If you simply can not restrain yourself from seeking to sell a new product on the Web, the following gives the best chance for success. However, few are able to pull it off. Essentially it amounts to building your own distribution system, rather than buying your way into one that exists.
Put up a sharp website that sells like crazy. One that includes all the information anyone could ask for. Include an extensive Q&A page, and your testimonials. Now stop. Go no further.
Don't even think about promoting this site. Nearly every dollar spent will be wasted. The purpose of this site is only to demonstrate to other webmasters that you are seriously selling your product. Further, some may choose to reference the site, or content on it.
Hit The Search Engines Hard
Find every possible site on the Web that might be able to sell your product as part of their existing line. If it makes a car run better, hit the auto sites. If it makes for healthy living, hit the health food sites, and possibly sites into alternative medicines.
Sell Harder Than You Ever Have Before
Approach each site individually with total professionalism. (None of that junky I-visited-your-site stuff.) Make them an offer so profitable they can't refuse. Offer only list prices on your site. Invite others to discount heavily. And keep the wholesale price low so there is sufficient profit even in discounted prices.
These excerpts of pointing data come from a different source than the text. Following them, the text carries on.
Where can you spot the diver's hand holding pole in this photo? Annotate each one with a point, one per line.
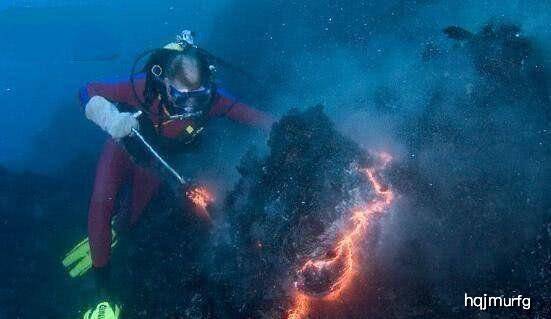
(150, 148)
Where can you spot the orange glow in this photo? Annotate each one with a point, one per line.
(201, 199)
(327, 278)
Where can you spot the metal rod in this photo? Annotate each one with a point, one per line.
(159, 157)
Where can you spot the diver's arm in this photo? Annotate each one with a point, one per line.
(226, 105)
(114, 91)
(106, 115)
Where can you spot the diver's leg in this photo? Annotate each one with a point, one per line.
(145, 185)
(113, 168)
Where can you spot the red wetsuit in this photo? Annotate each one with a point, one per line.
(115, 167)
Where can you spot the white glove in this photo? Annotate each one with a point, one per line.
(105, 115)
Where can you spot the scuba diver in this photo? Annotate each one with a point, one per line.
(177, 95)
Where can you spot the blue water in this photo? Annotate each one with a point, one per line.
(467, 124)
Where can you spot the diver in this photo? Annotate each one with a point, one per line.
(177, 95)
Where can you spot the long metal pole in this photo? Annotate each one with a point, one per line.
(159, 157)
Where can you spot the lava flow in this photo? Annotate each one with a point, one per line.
(325, 279)
(201, 198)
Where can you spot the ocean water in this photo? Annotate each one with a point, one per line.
(466, 121)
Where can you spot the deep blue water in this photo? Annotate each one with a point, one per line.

Offer drop-shipment support. That is, the site takes the order, forwards what they owe to you, and you arrange shipping. Also be prepared to provide your product on consignment. That is, they sell what they can and return the rest. Note it doesn't matter what you prefer. It's all about getting others to sell your new product. So make it easy for them to do so.
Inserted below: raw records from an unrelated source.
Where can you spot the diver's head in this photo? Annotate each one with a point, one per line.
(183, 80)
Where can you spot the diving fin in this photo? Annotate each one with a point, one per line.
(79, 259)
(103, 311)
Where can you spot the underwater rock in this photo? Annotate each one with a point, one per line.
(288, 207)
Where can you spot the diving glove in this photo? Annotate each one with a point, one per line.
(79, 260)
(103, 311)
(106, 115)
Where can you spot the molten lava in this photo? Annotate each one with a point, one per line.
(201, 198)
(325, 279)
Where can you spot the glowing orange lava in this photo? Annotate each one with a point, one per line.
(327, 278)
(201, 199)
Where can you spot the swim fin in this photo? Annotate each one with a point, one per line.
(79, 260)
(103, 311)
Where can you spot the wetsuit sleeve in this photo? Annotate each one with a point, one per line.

Be Sure You Have A Budget That Can Handle This
It takes a lot of time to set up such a distribution arrangement. And there are costs. The phone. Misunderstandings to be cleared up. Costs of manufacturing so that you have stock on hand and enough to place on consignment. Loss of merchandise due to damage.
But both costs and time are minimal, compared to trying to reach surfers directly through your new site. In very short order, you'll know whether or not you can sell your product at all. And you'll likely find there's no better path to profits than to expand the distribution system you have created.